In 2019, the Russian gas giant is planning to produce 495.1 BCM of gas, which is a 0.5% decrease from 2018. This is traditional for Gazprom, which usually adheres to a conservative and self-restrained approach when making production forecasts at the beginning of each year. During the year, the forecast for production volumes may be adjusted depending on the market situation.
Russia’s Gazprombank leaves Venezuela. Rosneft still stays.
Moscow, Russia. March 15, 2019
Gazprombank is minimizing risks in Venezuela. The bank has sold a 17% stake in GPB Global Resources which, in turn, owns 40% of Petrozamora, a joint venture with PDVSA, Reuters stated on March 14. The bank has confirmed the fact of leaving the joint venture without specifying any details.
Petrozamora was founded in 2012 to develop oil fields in Venezuela. In 2013, Gazprombank, GPB, Petrozamora, and PDVSA agreed to allocate up to $1 billion for the development of the joint venture. Now, Gazprombank does not have any investment projects in Venezuela.
Rosneft has become the only Russian company with large assets there, Kommersant noted. According to Reuters, the Russian giant oil company has lost about $9 billion on its investments in Venezuela since 2010. Rosneft is running five projects in Venezuela while producing a small share of its total oil production. The crisis in Venezuela involves the risk that the country will not be able to pay its debts.
Back in 2011, more than 66% of the Neftegaz.Ru survey respondents approved the participation of Russian companies in the development of the Orinoco fields. However, right now, this heavy and highly viscous oil that the fields have produced remains unsold, as buyers have become hesitant toward purchasing sanctioned oil. Over 8 billion barrels of crude oil are now stored in offshore oil tankers, as the onshore oil terminals are full. If the situation is not improved, we can expect Russian companies in Venezuela to report serious problems.

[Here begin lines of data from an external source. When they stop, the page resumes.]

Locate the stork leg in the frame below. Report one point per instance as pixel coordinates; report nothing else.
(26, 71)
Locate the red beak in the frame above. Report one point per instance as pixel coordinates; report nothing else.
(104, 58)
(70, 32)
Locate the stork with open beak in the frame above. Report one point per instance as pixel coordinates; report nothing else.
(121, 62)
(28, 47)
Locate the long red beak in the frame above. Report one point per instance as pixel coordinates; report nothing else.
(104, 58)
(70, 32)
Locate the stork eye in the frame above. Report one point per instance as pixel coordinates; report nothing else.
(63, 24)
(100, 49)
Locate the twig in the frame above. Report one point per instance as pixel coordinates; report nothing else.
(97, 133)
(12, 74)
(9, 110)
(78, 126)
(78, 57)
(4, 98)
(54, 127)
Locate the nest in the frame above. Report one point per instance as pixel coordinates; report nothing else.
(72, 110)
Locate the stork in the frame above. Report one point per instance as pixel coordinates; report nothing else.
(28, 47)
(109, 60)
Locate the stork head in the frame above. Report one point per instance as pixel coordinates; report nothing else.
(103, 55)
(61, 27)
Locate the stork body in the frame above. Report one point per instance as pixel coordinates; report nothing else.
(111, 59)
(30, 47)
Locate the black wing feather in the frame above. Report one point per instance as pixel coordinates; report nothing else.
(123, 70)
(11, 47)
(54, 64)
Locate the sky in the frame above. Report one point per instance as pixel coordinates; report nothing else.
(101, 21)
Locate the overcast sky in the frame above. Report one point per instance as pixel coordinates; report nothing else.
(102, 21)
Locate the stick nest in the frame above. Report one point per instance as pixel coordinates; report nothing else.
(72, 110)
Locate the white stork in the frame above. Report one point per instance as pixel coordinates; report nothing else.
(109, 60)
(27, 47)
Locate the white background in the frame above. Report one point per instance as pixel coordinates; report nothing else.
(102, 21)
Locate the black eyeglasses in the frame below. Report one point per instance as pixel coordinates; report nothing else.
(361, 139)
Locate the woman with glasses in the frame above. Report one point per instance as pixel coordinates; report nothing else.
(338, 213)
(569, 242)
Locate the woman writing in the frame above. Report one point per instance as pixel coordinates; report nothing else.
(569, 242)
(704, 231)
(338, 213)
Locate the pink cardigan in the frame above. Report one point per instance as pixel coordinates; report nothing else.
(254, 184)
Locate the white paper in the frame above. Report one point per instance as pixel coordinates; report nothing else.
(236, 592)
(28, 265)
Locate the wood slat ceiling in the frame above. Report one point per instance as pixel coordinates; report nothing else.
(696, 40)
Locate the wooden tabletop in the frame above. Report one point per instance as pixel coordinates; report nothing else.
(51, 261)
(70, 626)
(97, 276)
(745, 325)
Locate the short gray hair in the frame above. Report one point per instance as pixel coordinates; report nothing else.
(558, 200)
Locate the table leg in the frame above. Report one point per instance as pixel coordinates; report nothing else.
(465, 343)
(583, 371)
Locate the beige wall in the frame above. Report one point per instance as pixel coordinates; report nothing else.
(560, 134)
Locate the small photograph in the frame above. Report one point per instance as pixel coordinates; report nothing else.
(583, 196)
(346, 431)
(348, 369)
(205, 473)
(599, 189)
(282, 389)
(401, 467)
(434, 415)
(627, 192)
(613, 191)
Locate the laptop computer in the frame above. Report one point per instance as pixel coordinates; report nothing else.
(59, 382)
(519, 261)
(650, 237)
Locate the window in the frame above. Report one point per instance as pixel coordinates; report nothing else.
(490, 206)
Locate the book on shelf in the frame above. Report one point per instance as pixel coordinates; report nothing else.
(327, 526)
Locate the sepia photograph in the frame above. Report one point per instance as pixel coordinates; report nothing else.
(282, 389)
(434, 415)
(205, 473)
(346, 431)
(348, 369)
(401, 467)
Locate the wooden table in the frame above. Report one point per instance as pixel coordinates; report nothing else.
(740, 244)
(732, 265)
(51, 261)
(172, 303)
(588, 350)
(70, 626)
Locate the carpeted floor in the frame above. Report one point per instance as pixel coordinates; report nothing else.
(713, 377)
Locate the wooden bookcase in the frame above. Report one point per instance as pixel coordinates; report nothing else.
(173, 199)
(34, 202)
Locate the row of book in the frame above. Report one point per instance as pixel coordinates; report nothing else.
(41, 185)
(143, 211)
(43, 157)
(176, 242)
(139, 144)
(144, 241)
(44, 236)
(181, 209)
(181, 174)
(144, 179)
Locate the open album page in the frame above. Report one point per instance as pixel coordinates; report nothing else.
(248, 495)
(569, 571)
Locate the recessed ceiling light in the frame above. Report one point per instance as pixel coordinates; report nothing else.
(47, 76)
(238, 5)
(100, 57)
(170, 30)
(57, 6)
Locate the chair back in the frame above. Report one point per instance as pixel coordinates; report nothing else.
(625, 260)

Moreover, these problems are already there. The excess of Venezuela’s oil supply has slowed down work on the Orinoco Belt, including projects for modernizing production facilities – projects which Rosneft is conducting in a joint venture with PDVSA. Rosneft has a share in five joint ventures: PetroVictoria, Petromiranda, Petromonagas, Boqueron, and Petroperija. The international rating agency Moody’s said the US sanctions against PDVSA would limit the financial and operational flexibility of Rosneft’s joint ventures in Venezuela since PDVSA owns more than 50% of each one of them.
As is known, Washington has posed large-scale sanctions against PDVSA designed to limit the export of Venezuelan oil and to force President Nicholas Maduro to resign. Russia is among the countries that continue to support Maduro. Over the past few years, the Russian Federation has become Venezuela’s last resort in terms of lenders. According to Reuters estimates, the Russian government and state-owned Rosneft have lent Venezuela at least $17 billion since 2006. Dmitry Peskov, Spokesman for the Russian President, said on March 1 that no negotiations on new financial support for Venezuela were being conducted at the presidential level, but Russia continued to maintain contacts with its partners in Venezuela.
“We are interested in continuing cooperation with Venezuela — especially as a number of our companies are running fairly large projects there. We hope that these projects have good potential, that they will have the potential for expansion, and of course, we wish the Venezuelan partners to cope with the difficulties they are facing, both political and economic ones, as soon as possible,” Peskov told reporters.